Does knowing that feelings of social rejection, abandonment and isolation are experienced as real pain make them any less painful? Perhaps! There is reason to believe that knowing that this is a normal and universal experience can relieve some feelings of “I’m the only one” and “there must be something wrong with me”. This knowledge might also help to lift some of the shame many of us feel about being so impacted by real or perceived social rejection.

It’s normal to jump to conclusions and assume that these painful social experiences are due to something within us. We often make those assumptions because they afford us a great sense of control (let’s face it, being out of control is scary). After all, if it is our fault that we were rejected, it means that we can do something to prevent it in the future – if only we could just figure out what it is we need to change about ourselves. The reality is that social pain, being rejected or abandoned, is often not actually about you. Rather is more about the capacity of others to be accepting, kind and loving, or simply that your personalities don’t work well together. These are things we can’t control and things that don’t make you any less loveable.

What can I do?

Pay attention to your thoughts and the stories you tell yourself about these painful experiences. Notice when you are assuming the worst-case scenarios or taking personal responsibility for others’ emotions and behaviours. Most importantly, notice when you start to blame who you are as a person for these painful social experiences.

Create new meaning by re-storying. Once you notice these thought patterns, try to take a step back and consider what else might be going on. Are you really a loser that nobody could ever like, as your bully told you? Or were these words a projection of the bully’s feelings towards themselves and an attempt to make sure that you were the one rejected instead of them? These stories hold different meanings for us that impact how intensely we experience that social pain.

Connect with the people in your life that do make you feel good. Social connection activates pleasure circuitry in our brains and triggers the release of feel-good chemicals. This might be a visit with a friend, snuggling with your pet, a phone call, or connecting online. There are endless platforms where you can connect with others who share the same struggles, interests and experiences as you. You are never really alone, especially with the technology we have available to use these days.

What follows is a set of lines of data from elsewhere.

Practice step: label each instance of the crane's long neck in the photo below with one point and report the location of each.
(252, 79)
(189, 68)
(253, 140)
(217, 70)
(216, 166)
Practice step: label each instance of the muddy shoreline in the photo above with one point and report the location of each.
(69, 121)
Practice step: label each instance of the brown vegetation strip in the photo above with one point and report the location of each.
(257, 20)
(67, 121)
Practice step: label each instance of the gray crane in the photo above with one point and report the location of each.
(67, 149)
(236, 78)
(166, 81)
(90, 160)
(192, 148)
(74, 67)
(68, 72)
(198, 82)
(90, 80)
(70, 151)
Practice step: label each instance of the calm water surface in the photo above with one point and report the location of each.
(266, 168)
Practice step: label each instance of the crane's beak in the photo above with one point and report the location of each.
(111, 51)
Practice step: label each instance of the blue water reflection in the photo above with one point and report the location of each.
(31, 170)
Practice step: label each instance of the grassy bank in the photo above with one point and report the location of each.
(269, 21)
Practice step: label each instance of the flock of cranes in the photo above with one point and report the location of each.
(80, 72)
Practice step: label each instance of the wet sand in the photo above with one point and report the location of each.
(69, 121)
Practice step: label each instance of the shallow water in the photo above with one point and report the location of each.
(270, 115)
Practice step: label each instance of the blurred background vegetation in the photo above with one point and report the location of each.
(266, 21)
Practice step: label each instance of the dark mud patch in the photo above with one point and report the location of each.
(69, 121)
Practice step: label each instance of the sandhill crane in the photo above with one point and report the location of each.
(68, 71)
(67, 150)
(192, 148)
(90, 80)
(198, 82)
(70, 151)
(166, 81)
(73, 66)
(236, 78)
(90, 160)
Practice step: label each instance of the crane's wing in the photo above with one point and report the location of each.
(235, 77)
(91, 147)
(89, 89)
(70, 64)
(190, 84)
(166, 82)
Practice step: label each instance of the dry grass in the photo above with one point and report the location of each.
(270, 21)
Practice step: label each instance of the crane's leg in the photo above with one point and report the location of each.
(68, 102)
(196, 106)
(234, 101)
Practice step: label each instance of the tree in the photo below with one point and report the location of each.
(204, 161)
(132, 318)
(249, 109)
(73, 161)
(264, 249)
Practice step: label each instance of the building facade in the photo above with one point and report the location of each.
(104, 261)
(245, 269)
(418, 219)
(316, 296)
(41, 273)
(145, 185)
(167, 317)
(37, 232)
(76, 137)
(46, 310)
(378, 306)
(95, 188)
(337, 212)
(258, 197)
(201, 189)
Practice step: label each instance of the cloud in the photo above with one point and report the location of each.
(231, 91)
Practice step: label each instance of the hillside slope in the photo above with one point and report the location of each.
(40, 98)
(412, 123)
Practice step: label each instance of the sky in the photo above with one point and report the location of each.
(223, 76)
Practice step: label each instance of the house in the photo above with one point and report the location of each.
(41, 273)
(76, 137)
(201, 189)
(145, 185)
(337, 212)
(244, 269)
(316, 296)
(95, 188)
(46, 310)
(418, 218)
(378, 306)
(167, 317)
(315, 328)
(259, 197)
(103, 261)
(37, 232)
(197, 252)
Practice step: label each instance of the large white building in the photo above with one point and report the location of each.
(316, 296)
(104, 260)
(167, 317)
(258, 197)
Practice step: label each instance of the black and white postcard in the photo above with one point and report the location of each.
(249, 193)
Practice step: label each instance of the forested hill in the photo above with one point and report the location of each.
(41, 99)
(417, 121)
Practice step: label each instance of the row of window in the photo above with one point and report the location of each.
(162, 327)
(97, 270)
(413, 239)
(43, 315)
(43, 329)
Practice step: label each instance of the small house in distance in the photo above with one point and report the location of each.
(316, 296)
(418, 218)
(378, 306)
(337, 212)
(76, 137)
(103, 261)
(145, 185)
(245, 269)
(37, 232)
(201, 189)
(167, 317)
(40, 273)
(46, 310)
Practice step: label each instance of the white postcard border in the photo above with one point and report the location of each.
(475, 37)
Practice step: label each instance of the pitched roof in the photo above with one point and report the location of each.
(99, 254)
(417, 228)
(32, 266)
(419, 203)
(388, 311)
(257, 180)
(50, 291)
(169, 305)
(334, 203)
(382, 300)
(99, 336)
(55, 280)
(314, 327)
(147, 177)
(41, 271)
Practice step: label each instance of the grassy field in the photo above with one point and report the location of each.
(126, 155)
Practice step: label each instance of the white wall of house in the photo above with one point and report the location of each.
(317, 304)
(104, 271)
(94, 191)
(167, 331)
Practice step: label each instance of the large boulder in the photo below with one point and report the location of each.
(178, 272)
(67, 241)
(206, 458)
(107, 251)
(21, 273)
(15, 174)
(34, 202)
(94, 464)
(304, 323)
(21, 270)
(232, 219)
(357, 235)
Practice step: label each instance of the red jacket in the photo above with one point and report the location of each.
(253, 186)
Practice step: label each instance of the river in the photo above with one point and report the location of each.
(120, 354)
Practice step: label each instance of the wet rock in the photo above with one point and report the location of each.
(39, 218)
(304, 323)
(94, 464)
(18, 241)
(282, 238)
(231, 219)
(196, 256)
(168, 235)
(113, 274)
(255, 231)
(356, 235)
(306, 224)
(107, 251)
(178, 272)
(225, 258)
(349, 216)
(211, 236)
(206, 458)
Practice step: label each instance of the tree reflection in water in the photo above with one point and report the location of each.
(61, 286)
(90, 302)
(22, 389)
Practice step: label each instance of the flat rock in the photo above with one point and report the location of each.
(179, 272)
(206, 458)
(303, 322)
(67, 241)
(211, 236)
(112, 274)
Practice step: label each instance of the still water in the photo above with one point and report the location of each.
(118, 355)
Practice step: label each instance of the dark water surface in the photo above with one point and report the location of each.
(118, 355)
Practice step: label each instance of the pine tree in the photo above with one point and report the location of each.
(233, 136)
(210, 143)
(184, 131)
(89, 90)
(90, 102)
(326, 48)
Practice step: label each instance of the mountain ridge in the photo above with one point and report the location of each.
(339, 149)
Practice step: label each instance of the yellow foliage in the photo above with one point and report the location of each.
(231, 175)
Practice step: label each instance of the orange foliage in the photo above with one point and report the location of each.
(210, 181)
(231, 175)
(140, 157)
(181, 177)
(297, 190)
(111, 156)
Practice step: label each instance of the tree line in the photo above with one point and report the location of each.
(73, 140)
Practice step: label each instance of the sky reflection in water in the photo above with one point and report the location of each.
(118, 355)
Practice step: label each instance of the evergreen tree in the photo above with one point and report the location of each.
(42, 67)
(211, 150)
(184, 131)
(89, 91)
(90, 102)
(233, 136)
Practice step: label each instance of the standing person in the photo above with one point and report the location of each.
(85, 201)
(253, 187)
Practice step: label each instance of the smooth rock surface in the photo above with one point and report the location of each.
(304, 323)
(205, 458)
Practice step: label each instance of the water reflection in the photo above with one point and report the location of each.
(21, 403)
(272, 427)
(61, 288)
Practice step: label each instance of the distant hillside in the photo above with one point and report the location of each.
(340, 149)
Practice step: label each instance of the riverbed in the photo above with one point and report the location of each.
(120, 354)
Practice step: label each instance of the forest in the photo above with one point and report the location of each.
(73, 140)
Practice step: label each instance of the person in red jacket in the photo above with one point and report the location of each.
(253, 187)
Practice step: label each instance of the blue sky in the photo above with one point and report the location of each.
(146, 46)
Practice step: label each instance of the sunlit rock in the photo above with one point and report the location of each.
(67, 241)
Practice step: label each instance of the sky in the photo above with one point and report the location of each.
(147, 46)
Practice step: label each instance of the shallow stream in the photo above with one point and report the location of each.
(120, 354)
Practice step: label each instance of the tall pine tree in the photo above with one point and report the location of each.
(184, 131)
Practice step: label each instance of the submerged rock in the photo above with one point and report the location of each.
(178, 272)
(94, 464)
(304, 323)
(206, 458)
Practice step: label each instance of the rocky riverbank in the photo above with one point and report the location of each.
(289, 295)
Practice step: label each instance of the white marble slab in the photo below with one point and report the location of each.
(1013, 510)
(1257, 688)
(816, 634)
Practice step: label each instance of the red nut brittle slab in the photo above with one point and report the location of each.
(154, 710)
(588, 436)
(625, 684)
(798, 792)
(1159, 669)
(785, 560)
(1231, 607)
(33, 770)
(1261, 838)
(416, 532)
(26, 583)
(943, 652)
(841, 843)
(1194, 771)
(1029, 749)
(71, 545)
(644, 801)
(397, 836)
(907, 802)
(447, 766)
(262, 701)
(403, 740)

Reach out for help from professionals. Being aware of and intentional in our thought patterns is hard work. Counsellors and Psychologists have years of training and they want to help you process that social and emotional pain. Talking with a counsellor can help you organize and make sense of your experiences in a way that supports your emotional and mental health.


Leiberman, M, D. (2013). Social: Why our brains are wired to connect. Crown Publishers.

Yalom, I, D. & Leszcz, M. (2005). The Theory and Practice of Group Psychotherapy (5th ed.). Basic Books.